今日も頑張ろう、と意気込んでログインしたら
――お店が大変なことになっていた。
「ふざけんな!」
「金返せ!」
「なんなんだ、この装備は!」
わけがわからなかった。
数十人のプレイヤーが、私がバイトしているお店に押しかけてきていた。
みんな、怒ってる……。
私はバイトしてる人しか入れないスペースにいて隠れられてたから、詰め寄られてはいなかったけど……。

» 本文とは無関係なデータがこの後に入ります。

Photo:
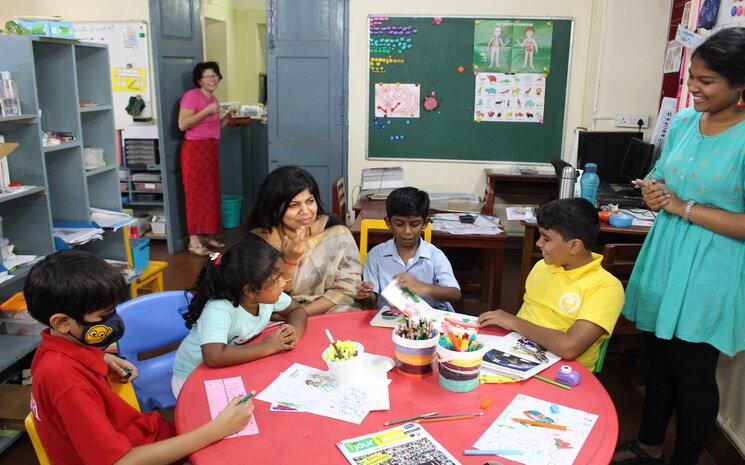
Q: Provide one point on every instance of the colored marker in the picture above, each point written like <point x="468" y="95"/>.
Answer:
<point x="550" y="381"/>
<point x="246" y="397"/>
<point x="415" y="417"/>
<point x="538" y="423"/>
<point x="492" y="452"/>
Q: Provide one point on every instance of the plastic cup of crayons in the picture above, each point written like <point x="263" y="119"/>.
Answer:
<point x="459" y="369"/>
<point x="415" y="348"/>
<point x="349" y="366"/>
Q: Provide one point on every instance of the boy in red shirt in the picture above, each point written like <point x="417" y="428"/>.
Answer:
<point x="79" y="418"/>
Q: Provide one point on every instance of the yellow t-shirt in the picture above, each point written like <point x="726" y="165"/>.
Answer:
<point x="555" y="298"/>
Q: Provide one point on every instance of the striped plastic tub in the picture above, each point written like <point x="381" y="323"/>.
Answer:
<point x="414" y="358"/>
<point x="459" y="371"/>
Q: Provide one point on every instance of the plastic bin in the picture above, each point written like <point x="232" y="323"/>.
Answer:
<point x="230" y="209"/>
<point x="140" y="253"/>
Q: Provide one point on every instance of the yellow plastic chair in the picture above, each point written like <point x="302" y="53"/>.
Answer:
<point x="151" y="279"/>
<point x="368" y="224"/>
<point x="123" y="390"/>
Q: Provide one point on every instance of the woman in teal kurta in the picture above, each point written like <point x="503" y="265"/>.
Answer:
<point x="687" y="290"/>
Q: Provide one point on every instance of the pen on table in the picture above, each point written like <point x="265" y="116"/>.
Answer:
<point x="435" y="419"/>
<point x="550" y="381"/>
<point x="246" y="397"/>
<point x="492" y="452"/>
<point x="415" y="417"/>
<point x="538" y="423"/>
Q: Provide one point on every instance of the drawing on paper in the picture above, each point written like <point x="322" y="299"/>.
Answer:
<point x="397" y="100"/>
<point x="539" y="446"/>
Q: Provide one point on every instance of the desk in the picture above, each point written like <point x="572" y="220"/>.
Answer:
<point x="306" y="438"/>
<point x="608" y="234"/>
<point x="492" y="248"/>
<point x="521" y="188"/>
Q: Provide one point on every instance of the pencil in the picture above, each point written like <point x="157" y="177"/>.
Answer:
<point x="538" y="423"/>
<point x="477" y="414"/>
<point x="550" y="381"/>
<point x="246" y="397"/>
<point x="415" y="417"/>
<point x="432" y="420"/>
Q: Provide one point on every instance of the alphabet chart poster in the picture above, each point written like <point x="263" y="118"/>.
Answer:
<point x="509" y="97"/>
<point x="538" y="445"/>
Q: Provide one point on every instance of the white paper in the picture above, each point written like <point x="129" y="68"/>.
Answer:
<point x="539" y="445"/>
<point x="505" y="356"/>
<point x="409" y="443"/>
<point x="509" y="97"/>
<point x="316" y="391"/>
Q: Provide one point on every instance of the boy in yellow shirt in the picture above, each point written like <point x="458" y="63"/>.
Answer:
<point x="571" y="303"/>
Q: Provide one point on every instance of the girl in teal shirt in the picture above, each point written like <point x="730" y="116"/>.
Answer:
<point x="687" y="290"/>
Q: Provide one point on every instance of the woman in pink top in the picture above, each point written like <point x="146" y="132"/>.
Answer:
<point x="199" y="117"/>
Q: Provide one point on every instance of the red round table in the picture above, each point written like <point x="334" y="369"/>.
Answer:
<point x="296" y="437"/>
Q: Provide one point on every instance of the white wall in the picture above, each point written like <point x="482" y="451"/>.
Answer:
<point x="616" y="67"/>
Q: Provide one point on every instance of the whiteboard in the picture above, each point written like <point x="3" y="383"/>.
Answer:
<point x="129" y="62"/>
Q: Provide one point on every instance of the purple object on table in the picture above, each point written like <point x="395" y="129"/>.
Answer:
<point x="568" y="376"/>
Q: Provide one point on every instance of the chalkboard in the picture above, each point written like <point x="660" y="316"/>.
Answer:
<point x="439" y="55"/>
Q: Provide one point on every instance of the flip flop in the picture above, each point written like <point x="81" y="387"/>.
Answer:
<point x="215" y="244"/>
<point x="641" y="456"/>
<point x="199" y="250"/>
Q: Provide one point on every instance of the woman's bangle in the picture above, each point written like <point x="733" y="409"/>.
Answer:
<point x="687" y="211"/>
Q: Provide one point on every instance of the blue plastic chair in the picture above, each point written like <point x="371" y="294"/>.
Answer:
<point x="153" y="322"/>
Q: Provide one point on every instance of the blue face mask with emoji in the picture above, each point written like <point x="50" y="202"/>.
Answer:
<point x="102" y="333"/>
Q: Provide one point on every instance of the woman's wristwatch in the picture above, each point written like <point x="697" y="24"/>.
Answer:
<point x="687" y="211"/>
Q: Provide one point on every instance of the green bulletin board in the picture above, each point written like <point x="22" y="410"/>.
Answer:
<point x="467" y="88"/>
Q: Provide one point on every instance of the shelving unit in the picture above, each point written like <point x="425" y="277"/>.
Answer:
<point x="53" y="76"/>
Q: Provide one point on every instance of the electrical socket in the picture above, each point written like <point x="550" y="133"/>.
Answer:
<point x="630" y="120"/>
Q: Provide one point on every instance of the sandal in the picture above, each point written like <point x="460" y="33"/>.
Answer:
<point x="214" y="243"/>
<point x="199" y="250"/>
<point x="641" y="456"/>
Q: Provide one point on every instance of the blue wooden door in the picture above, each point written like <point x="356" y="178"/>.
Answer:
<point x="306" y="87"/>
<point x="177" y="47"/>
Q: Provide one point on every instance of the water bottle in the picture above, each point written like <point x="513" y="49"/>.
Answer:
<point x="590" y="182"/>
<point x="9" y="102"/>
<point x="566" y="183"/>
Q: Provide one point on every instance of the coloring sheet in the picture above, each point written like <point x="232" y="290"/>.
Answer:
<point x="396" y="100"/>
<point x="515" y="356"/>
<point x="509" y="97"/>
<point x="219" y="394"/>
<point x="407" y="444"/>
<point x="539" y="445"/>
<point x="316" y="391"/>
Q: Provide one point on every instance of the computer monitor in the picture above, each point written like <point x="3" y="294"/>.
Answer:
<point x="607" y="149"/>
<point x="638" y="160"/>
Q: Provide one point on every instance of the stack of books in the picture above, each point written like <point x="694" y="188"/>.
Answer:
<point x="381" y="181"/>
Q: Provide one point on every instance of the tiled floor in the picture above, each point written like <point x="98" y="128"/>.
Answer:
<point x="184" y="267"/>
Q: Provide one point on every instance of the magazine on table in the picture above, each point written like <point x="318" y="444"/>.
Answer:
<point x="515" y="356"/>
<point x="407" y="444"/>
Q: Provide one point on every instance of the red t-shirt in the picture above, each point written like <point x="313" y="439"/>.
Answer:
<point x="79" y="418"/>
<point x="209" y="127"/>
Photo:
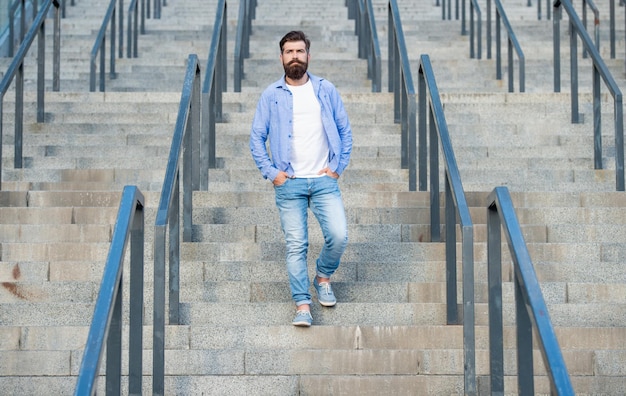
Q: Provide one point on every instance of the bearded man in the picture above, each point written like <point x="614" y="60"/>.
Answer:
<point x="310" y="142"/>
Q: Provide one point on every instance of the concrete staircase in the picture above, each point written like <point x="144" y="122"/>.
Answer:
<point x="388" y="333"/>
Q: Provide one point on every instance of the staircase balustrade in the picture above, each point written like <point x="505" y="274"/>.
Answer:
<point x="369" y="47"/>
<point x="100" y="47"/>
<point x="242" y="41"/>
<point x="612" y="38"/>
<point x="548" y="9"/>
<point x="596" y="22"/>
<point x="404" y="107"/>
<point x="15" y="72"/>
<point x="213" y="86"/>
<point x="134" y="28"/>
<point x="184" y="148"/>
<point x="512" y="43"/>
<point x="455" y="207"/>
<point x="107" y="317"/>
<point x="530" y="307"/>
<point x="476" y="28"/>
<point x="600" y="71"/>
<point x="457" y="13"/>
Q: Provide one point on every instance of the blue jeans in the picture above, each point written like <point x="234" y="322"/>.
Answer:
<point x="322" y="195"/>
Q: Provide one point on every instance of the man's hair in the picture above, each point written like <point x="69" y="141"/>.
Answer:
<point x="295" y="35"/>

彼らの言っていることを聞いてみると、私はますます頭が混乱した。
――特殊効果『全地形ダメージ無効及び全地形による悪影響無視』が機能していない――
……そんなはずはない。
私のスキルでつくったものだ。
ちゃんと付与できていることも確認した。
彼らはきっと勘違いをしている。
兎に角、今ここにマナたちが来るのはよくないって思った。
だから電話した。
今は来ない方がいいって伝えるために。
――♪
……あれ?
出ない……っ。
私は不安になった。
もしかしたらマナたちは、勘違いをしてしまっている彼らに私の関係者であることが知られて何かをされてしまったのではないか? って。
もう一回電話をしようとした時。
目の前に「call」の画面が出てきた。
私は慌ててそれに出た。
発信者も確認せずに。
「もしもし!? マナ!?」
――『……マナじゃなくて悪ぃですね。
「……なんだ、お前か……」
……この独特な自称の代名詞を使う奴は、あの厄介なパーティのメンバーの一人だ。
ちゃんと見ないで電話に出たことを後悔した。
「……何用? もうお前らの仲間にならない、そう、伝えた」
早く切り上げたかった。
こんなことしてないで、マナたちと連絡を取りたかった。
でもこいつは、とんでもないことを言ってきて……っ。
『いやー。
――何も効果のねぇ装備を300万で売るとか、ぼったくりもいいところじゃねぇですか』
「……は?」
ここに来て、さらにわけのわからない展開に。
これ以上、私の頭を悩ませないでほしい……っ。
そう思っているのに、こいつは続けた。
『なーがこんなことできるなんて思っちゃいません。わーはなーのスキルを知ってるんで。たぶん、これをやったのはあの三人でしょう。なーが仲間になったっつー、あのやたらと胸がデケェガキどもの仕業です』
「お前……! クロの仲間、悪く言った。許さない……!」
こともあろうか、マナたちの悪口をこいつは言った。
あの子たちについては私の方が詳しい。
私のために最高級のギルドハウスを建てようとしてくれている子たち。
何も知らないで見当違いなことを言っているこいつに腹が立つ。
でも。
言われた。
『じゃあ、
――なーがつくった装備を着けてこの街の外に出てください。
それではっきりしますから』
「あ――」
それで通話は切られた。
あいつが言ったことは、今お店に怒鳴り込んできている人たちの言葉と同じものだったと気づく。
同じ――追加効果のこと……。
けど、私はあの子たちのことを信じている。
だから私は、装備を着てお店の外に出た。
……裏口から。
そうして街の外へ。
門番に止められることなく、無事に外に出られた。
……なんだ、ちゃんと機能してるじゃんか。
人騒がせな、って思った。
しかし――
「もが!? おぼごがっ!?」
顔が水に浸かって0.1秒。
私は溺れかけた。
なんで、なんで機能してないの!?
……それよりももっと大変なことがある。
こんなものを私は、売ってしまっていたんだ……っ。